I want to see, given their income, age, and employment bracket, what the average default rate is and corresponding interest rate payment is. In addition, I want to look at how different kinds of loan offered to that couple performed and perhaps consider offer them the terms with the most probability of successful repayments. 

### Machine Learning

#### Machine learning algorithms allow us to take in large quantity of information, identify patterns, and make data-driven decisions. Now we want to use it to aid our decision-making by predicting a client's likelihood of deliquency. 

#### Some lingos before we start:
__features__: also your regressor, left-hand variables, variables that you use to predict your outcome 

__target variable__: also outcome variable, variable whose value you are trying to predict. 



### A machine learning pipeline generally consists of :

__Data preprocessing__: clean the data by getting rid of outliers and idiosyncracies, standarizeding the data on the same scale, and creating target variable if it's not clearly defined by the problem.
    

#### Then an re-iterative process of:

- __Feature generation and selection__: create predictors, ie features, to provide "hints" to the model and select the most informative features.


- __Cross-validation__: divide the dataset into training and testing to obtain various performance metrics for the algorithms. Common partition scheme for this are 10-/5-fold cross validation. Read more [here](https://genome.tugraz.at/proclassify/help/pages/XV.html)


- __Algorithm selection/Grid search__: find the best performing algorithm and the best hyper-parameters for the algorithm. this process can be time consuming, which is the so-called "no free lunch thereom", but generally the process is quite automated.



- __Evaluation__: choose your loss function and metrics you want to maximize based on your real concerns and tradeoffs between false positive/false negative rate, training time/latency, and so on.


- __Implementation__: In a real project, what algorithm you choose is also informed by accessiblity to the data in real time, the required data literacy from the users/complexity of your algorithm, transparency/ethics, costs of maintaince, and so on. You will also build in check-ins for abnormal prediction results.

#### In the following section you will get the data ready to feed it through a machine learning pipeline.

In [299]:
# read in your data frame here
# warning: this will update the df global variable 
# and erase the columns you created previously for descriptive analysis! we want to start fresh here.

df = pd.read_csv('loan.csv')
loan = df

  interactivity=interactivity, compiler=compiler, result=result)


#### First of all, we will sub-set our dataframe. To keep the training time short we will only use data from 2015. Then let's divide it into two parts: historical records with known payment outcomes vs loans that are currently active or just issued. We will use the historical records (with known outcomes) to train, test, and evaluate our model.

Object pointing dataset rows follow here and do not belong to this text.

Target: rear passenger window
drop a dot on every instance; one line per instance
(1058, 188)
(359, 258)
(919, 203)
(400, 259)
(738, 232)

In reality, we will apply the trained model to predict on loans that are still active (outcomes unkown) . 

__Task__: Create one df that contains all loans in 2015 then split it into two dataframes: one with status that are either 'Current' or 'Issued' - call it _application_, and one that contains the rest -- call it _development_

In [300]:
issue_d = df['issue_d']
tmp = []
for d in issue_d:
    tmp.append(int(d.split("-")[1]))

print(loan.shape)
print(df.shape)
df['issue_y'] = tmp

# # Create variable with TRUE if issue_d, year is > 2015
recent = df['issue_y'] >= 2015

# # Select all casess where issue_d's year is > 2015
df = df[recent]
print(df.shape)

(887379, 74)
(887379, 74)
(421094, 75)


In [301]:
issue_d = df['loan_status']
tmp = []
for d in issue_d:
    if d == 'Current' or d == 'Issued':
        tmp.append(1)
    else:
        tmp.append(0)  

df['is_historical'] = tmp

#  historical records with known payment outcomes vs loans that are currently active or just issued
historical = df['is_historical'] == 1
not_historical = df['is_historical'] == 0

application = df[historical]
development = df[not_historical]

# df = df.drop('is_historical', 1)

A value is trying to be set on a copy of a slice from a DataFrame.
Try using .loc[row_indexer,col_indexer] = value instead

See the caveats in the documentation: http://pandas.pydata.org/pandas-docs/stable/indexing.html#indexing-view-versus-copy
  if __name__ == '__main__':


In [302]:
print(application.shape)
print(development.shape)

(386013, 76)
(35081, 76)


#### Now we'll work with our _development set_. 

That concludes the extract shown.